If you are interested in one of these two extreme sports you should have knowledge about basics about these things. I will try to share some info about both of these disciplines. For further info try contacting people that are already experienced ice climbers or winter backpacking enthusiasts.

Heavily inclined frozen surfaces like icefalls and rock covered with frozen water are polygons for ice climbers. That means that ice climbing is pretty self-explanatory discipline. So ice climbing is an activity in which people try to ascend and overcome places that fit into description above.

If you are interested you should also know that there are two sub-disciplines of ice climbing, alpine ice climbing (where alpine ice climbing is usually just one and possibly last stage high mountain take ) and water ice climbing (while water ice climbing is independent take, and places that are chosen are usually chosen because of their technical difficulty. )
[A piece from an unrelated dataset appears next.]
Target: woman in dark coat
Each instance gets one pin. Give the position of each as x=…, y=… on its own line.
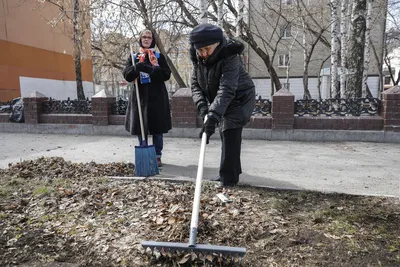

While we are at difficulty topic, you should also get familiar with grades of waterfall ice climbing. There are 8 waterfall ice climbing difficulty grades ( 9 if you include mythical WI7 grade, a climb every ice climber dreams, but those are still only dreams because there are no confirmed WI7 grade ice waterfalls ).

Grades range from easiest WI2 grade waterfall climb which is a 60 degrees ice waterfall without near-vertical stages of any size, up to WI6 and WI6+ where WI6 represents a constant vertical climb without resting that goes up to 60 meters in one take. WI6+ is an extreme version of WI6 grade climb and includes overhanging stages of a no rest climb.

Winter backpacking

Backpacking in general is an outdoor hiking activity that can last few days and includes backpacks that are carried by hikers and those backpacks contain all supplies that are needed for that hiking expedition. These supplies can vary, but few basic things for backpacking are: food, clothing, bedding, stove, water and cooking pit and tents. There are some a bit more extreme backpackers that from this basic list exclude things like water ( they search natural wells ), cooking pits ( they use alternative ways of cooking ) and sometimes they exclude tents and they build overnight shelters with things they find in nature ( this is a bit more extreme and is not advised for amateurs ).

Backpacking can include tents in which case rudimentary camps are built for staying overnight. In some parts of the world there are camp sites with already built accommodation for hikers.

Winter backpacking is a recreation only advised for experienced people because it requires skill to set camps and not to freeze to death. Weight of the backpacks is also increased because of winter clothing and few addition things required for winter backpacking. Some of these things include extra layers of bedding to avoid frostbite, extra clothing (wet clothing is no-no on winter backpacking, and you need a lot of clothes because you will sweat like crazy ), skis, snowshoes etc. As I said, this is not an activity for weak and inexperienced people. It can be even regarded as extreme sport, and if you are not extreme and if you feel cold in winter even under your blanket, then this is not for you.